The ACI rose 16% to 109.08 in September from a month earlier. The rebound in confidence appears to be a result of an overwhelming majority of advisors who were surveyed (75%) said that business tax cuts will help the economy.
The ACI survey also suggests that advisors are becoming more confident in their ability to manage the economic volatility. All four measures of the index increased in September with the most optimism found in the 12-month economic outlook (+13.23%). This compares with the current economic outlook (+6.61%), six-month economic outlook (+7.98%) and the stock market outlook (+4.95%).

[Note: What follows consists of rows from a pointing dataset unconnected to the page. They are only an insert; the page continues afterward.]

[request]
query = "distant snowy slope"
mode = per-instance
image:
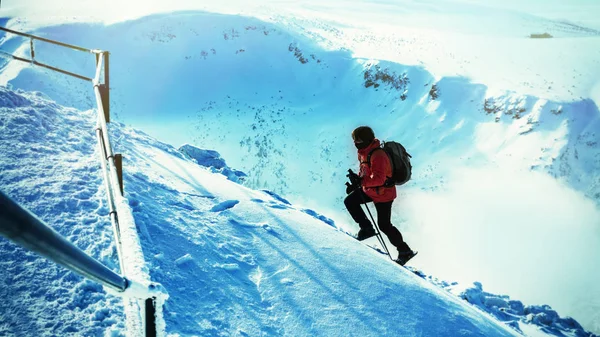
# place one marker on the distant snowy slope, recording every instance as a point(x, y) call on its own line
point(235, 261)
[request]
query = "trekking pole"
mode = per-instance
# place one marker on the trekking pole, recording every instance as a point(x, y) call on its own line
point(379, 237)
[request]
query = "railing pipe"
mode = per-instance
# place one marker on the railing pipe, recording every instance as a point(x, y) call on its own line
point(111, 205)
point(25, 229)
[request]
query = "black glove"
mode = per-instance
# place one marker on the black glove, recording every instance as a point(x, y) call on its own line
point(355, 180)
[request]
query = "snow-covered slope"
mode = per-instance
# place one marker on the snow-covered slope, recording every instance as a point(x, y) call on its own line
point(234, 261)
point(280, 106)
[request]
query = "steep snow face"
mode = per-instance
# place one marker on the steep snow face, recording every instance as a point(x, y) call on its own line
point(235, 261)
point(49, 165)
point(279, 100)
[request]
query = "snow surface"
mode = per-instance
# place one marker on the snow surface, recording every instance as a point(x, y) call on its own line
point(234, 261)
point(506, 157)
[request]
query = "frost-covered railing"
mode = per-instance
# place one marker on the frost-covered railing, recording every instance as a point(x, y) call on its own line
point(143, 298)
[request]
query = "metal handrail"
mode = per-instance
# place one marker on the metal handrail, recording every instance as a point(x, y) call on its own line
point(151, 294)
point(93, 51)
point(32, 53)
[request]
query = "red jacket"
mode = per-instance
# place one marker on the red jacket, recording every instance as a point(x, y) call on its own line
point(375, 175)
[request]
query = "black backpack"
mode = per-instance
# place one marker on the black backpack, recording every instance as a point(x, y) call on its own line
point(400, 160)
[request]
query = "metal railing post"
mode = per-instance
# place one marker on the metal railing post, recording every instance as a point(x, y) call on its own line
point(112, 173)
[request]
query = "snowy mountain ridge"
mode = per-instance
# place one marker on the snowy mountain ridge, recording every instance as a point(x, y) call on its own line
point(490, 125)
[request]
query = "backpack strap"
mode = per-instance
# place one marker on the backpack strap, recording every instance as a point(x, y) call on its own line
point(388, 182)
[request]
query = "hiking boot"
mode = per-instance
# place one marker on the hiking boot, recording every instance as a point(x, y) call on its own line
point(364, 234)
point(405, 256)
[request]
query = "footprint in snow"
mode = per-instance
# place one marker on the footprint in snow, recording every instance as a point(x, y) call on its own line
point(224, 205)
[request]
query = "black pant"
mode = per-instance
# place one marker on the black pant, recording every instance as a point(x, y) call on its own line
point(384, 215)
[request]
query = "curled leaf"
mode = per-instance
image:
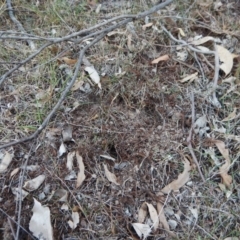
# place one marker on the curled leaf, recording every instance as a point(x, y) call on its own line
point(40, 223)
point(182, 179)
point(162, 58)
point(226, 58)
point(81, 175)
point(34, 184)
point(7, 159)
point(227, 179)
point(110, 176)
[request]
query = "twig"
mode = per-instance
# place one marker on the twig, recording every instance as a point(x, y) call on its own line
point(84, 33)
point(16, 223)
point(20, 185)
point(215, 53)
point(190, 138)
point(19, 25)
point(101, 34)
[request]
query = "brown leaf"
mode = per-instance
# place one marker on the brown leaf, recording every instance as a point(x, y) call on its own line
point(142, 213)
point(182, 179)
point(227, 179)
point(226, 58)
point(68, 61)
point(81, 175)
point(110, 176)
point(144, 27)
point(163, 220)
point(153, 215)
point(231, 116)
point(162, 58)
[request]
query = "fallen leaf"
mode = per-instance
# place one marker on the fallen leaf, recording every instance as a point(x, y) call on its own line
point(183, 178)
point(77, 85)
point(30, 167)
point(223, 170)
point(231, 116)
point(93, 75)
point(162, 58)
point(202, 40)
point(40, 223)
point(64, 207)
point(162, 217)
point(144, 27)
point(34, 184)
point(19, 193)
point(62, 150)
point(190, 78)
point(75, 220)
point(142, 213)
point(60, 195)
point(70, 157)
point(110, 176)
point(81, 175)
point(231, 238)
point(108, 157)
point(14, 172)
point(181, 32)
point(67, 133)
point(68, 61)
point(154, 216)
point(7, 159)
point(129, 43)
point(194, 212)
point(142, 230)
point(226, 58)
point(172, 224)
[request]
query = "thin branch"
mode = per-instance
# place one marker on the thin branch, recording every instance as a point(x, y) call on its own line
point(86, 32)
point(215, 53)
point(189, 139)
point(16, 223)
point(101, 34)
point(19, 25)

Although confidence rose in September, the majority of advisors see little hope for improvement on the unemployment front. More than half of advisors (54%) say that unemployment will remain where it is, while 25% believe that it will worsen and hurt the economy.
“The economy cannot recover without housing. And housing cannot recover without employment. We have a long way to go,” said Peter Wheeler, president and CEO of WheelerFrost Associates in San Diego.